The OpenAI logo is seen in this illustration taken May 20, 2024. (Reuters)
The OpenAI logo is seen in this illustration taken May 20, 2024. (Reuters)

OpenAI has begun placing ads in the basic versions of its ChatGPT chatbot, a bet that users will not mind the interruptions as the company seeks revenue as its costs soar.

"The test will be for logged-in adult users on the Free and Go subscription tiers" in the United States, OpenAI said Monday. The Go subscription costs $8 in the United States.

Only a small percentage of its nearly one billion users pay for its premium subscription services, which will remain ad-free.

"Ads do not influence the answers ChatGPT gives you, and we keep your conversations with ChatGPT private from advertisers," the company said.

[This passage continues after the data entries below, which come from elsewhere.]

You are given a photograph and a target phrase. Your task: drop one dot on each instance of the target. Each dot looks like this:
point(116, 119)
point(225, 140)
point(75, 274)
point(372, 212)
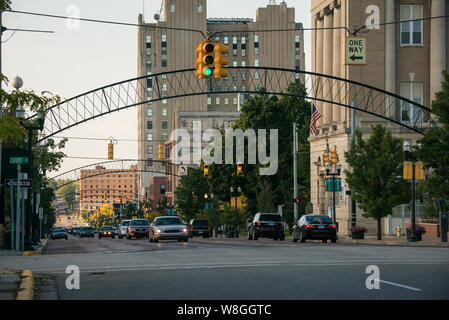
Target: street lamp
point(333, 174)
point(236, 194)
point(30, 219)
point(410, 156)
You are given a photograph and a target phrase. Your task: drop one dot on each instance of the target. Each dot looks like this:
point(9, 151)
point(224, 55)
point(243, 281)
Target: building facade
point(102, 186)
point(163, 50)
point(404, 58)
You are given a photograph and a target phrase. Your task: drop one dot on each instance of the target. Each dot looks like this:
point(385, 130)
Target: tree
point(433, 149)
point(376, 176)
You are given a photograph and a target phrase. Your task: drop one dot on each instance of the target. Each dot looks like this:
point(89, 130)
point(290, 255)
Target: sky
point(69, 62)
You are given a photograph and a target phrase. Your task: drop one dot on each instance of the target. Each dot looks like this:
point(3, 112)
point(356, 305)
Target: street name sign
point(355, 50)
point(26, 183)
point(18, 160)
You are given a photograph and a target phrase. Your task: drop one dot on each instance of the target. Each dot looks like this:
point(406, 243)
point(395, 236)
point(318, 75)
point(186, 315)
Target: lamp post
point(236, 194)
point(30, 219)
point(333, 174)
point(410, 156)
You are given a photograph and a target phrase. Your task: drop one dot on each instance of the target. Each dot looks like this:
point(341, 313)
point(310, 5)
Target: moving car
point(122, 228)
point(138, 228)
point(106, 231)
point(58, 233)
point(86, 232)
point(199, 227)
point(266, 225)
point(314, 227)
point(168, 228)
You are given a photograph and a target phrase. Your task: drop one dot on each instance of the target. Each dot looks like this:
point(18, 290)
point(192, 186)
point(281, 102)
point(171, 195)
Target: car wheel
point(302, 238)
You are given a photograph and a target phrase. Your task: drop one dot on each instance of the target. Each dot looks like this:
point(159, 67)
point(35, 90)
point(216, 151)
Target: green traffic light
point(208, 72)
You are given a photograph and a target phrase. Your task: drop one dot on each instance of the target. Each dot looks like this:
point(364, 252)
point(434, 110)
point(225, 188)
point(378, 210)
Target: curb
point(26, 289)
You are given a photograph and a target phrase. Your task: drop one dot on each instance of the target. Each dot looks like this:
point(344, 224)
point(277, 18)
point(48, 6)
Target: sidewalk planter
point(358, 232)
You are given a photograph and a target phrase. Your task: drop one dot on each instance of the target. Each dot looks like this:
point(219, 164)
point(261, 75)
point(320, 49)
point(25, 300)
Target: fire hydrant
point(399, 231)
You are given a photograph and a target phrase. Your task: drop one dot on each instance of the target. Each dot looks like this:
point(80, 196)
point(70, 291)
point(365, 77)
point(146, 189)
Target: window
point(413, 92)
point(411, 31)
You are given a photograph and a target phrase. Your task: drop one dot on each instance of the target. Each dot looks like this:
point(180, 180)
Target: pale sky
point(70, 62)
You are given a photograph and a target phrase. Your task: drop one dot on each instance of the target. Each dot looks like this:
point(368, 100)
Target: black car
point(86, 232)
point(106, 231)
point(314, 227)
point(199, 227)
point(266, 225)
point(58, 233)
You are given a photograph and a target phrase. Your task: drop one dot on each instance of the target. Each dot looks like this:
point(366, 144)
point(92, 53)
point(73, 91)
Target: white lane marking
point(398, 285)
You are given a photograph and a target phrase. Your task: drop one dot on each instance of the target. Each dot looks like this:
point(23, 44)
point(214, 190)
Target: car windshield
point(139, 223)
point(200, 223)
point(270, 217)
point(319, 219)
point(167, 221)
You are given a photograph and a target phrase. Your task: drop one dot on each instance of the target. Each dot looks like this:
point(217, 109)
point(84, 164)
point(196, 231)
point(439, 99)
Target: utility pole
point(295, 173)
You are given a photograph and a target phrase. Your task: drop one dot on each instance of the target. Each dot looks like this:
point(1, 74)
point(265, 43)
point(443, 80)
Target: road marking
point(398, 285)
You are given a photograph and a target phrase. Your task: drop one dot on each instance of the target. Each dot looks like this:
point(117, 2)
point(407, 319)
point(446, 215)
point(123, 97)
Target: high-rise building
point(163, 49)
point(404, 58)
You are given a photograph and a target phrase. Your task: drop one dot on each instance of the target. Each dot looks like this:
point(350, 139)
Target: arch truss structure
point(247, 80)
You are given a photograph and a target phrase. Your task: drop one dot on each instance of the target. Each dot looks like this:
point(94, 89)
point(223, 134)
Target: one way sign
point(355, 49)
point(24, 183)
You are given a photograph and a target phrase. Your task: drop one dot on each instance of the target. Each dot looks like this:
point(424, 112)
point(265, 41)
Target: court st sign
point(355, 50)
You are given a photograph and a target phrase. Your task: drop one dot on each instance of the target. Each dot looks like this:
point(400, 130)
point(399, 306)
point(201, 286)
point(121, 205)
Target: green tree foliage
point(433, 151)
point(375, 179)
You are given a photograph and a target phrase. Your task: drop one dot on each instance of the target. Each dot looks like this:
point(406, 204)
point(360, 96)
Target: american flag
point(315, 116)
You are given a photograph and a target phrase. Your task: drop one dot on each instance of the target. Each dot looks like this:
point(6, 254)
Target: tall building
point(405, 58)
point(166, 49)
point(102, 186)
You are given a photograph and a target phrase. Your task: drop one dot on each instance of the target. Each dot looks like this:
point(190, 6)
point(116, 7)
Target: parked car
point(106, 231)
point(86, 232)
point(58, 233)
point(315, 227)
point(168, 228)
point(199, 227)
point(266, 225)
point(122, 228)
point(138, 228)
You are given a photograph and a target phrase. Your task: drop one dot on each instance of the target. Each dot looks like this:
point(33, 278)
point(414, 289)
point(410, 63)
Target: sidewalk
point(393, 241)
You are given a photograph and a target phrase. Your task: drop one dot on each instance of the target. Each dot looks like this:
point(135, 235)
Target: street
point(238, 269)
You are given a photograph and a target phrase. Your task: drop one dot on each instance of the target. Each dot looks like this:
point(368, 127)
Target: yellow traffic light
point(239, 168)
point(111, 151)
point(221, 61)
point(206, 170)
point(160, 151)
point(334, 156)
point(325, 158)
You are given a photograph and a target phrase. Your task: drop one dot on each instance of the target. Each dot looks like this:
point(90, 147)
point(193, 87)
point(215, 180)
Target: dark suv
point(266, 225)
point(199, 227)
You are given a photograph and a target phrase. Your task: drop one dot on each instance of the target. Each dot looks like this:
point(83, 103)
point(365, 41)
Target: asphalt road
point(239, 269)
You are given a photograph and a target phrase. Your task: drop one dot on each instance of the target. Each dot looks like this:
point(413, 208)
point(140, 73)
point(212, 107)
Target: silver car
point(168, 228)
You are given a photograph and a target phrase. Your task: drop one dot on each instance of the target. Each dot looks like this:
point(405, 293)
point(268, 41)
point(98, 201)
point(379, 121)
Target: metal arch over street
point(111, 167)
point(183, 83)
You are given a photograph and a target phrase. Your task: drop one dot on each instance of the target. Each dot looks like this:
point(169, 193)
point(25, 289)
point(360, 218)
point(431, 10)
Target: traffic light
point(334, 156)
point(239, 169)
point(111, 151)
point(221, 61)
point(325, 158)
point(160, 151)
point(204, 59)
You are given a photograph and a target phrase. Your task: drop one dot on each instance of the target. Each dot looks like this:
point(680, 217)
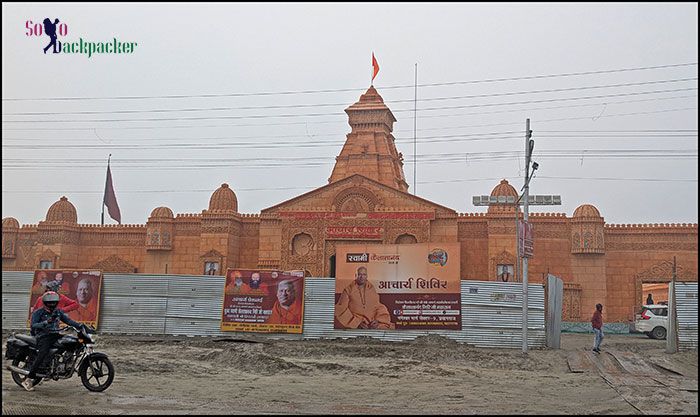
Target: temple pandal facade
point(366, 201)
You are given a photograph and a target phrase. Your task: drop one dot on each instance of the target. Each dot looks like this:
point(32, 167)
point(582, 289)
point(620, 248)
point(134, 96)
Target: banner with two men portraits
point(382, 287)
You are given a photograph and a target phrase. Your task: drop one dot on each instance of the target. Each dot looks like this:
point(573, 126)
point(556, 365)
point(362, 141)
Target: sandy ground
point(431, 375)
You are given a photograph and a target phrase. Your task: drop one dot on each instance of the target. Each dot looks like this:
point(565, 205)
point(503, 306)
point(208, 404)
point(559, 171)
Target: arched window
point(406, 238)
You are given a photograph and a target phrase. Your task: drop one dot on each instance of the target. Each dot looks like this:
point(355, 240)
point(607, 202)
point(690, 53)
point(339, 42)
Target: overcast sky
point(621, 136)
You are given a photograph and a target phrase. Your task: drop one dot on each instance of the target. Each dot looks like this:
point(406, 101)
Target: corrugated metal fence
point(191, 305)
point(687, 315)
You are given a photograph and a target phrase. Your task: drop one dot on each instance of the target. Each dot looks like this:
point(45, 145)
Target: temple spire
point(369, 149)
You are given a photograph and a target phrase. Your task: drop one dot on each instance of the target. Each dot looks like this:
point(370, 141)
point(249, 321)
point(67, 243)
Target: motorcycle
point(69, 354)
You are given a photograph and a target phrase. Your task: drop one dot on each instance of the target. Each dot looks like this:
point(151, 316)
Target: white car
point(653, 321)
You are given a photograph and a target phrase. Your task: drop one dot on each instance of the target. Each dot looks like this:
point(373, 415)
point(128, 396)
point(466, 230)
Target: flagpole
point(105, 193)
point(415, 100)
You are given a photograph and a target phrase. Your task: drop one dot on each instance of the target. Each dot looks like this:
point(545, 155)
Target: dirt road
point(431, 375)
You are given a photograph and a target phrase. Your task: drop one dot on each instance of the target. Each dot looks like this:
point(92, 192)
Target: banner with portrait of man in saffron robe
point(79, 290)
point(398, 287)
point(258, 300)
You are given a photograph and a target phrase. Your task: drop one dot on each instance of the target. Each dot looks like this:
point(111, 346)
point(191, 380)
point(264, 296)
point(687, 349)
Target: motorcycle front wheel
point(96, 372)
point(22, 362)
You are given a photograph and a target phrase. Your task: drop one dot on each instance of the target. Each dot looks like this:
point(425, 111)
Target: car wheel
point(659, 332)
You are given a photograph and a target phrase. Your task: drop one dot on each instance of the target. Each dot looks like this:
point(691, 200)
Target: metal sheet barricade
point(191, 305)
point(687, 315)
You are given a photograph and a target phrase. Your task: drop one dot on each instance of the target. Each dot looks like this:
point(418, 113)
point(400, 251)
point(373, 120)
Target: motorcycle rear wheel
point(96, 373)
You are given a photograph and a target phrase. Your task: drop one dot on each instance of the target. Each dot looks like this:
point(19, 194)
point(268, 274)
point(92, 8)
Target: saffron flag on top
point(110, 200)
point(375, 67)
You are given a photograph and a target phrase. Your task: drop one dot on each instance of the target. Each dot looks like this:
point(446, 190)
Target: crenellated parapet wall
point(654, 236)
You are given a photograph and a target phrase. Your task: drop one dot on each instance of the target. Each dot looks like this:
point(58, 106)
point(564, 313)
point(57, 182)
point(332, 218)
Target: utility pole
point(529, 145)
point(672, 333)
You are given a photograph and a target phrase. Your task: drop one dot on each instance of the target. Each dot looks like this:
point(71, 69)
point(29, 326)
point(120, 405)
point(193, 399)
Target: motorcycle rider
point(45, 325)
point(66, 304)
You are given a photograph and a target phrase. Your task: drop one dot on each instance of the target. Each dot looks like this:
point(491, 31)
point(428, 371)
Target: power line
point(209, 190)
point(339, 122)
point(182, 163)
point(295, 106)
point(357, 89)
point(262, 116)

Since ChatGPT's launch in 2022, OpenAI's valuation has soared to $500 billion in funding rounds -- higher than any other private company. Some analysts expect it could go public with a trillion-dollar valuation.

But the ChatGPT maker burns through cash at a furious rate, mostly on the powerful computing required to deliver its services.

Its chief executive Sam Altman had long expressed his dislike for advertising, citing concerns that it could create distrust about ChatGPT's content.

His about-face garnered a jab from its rival Anthropic over the weekend, which made its advertising debut at the Super Bowl championship with commercials saying its Claude chatbot would stay ad-free.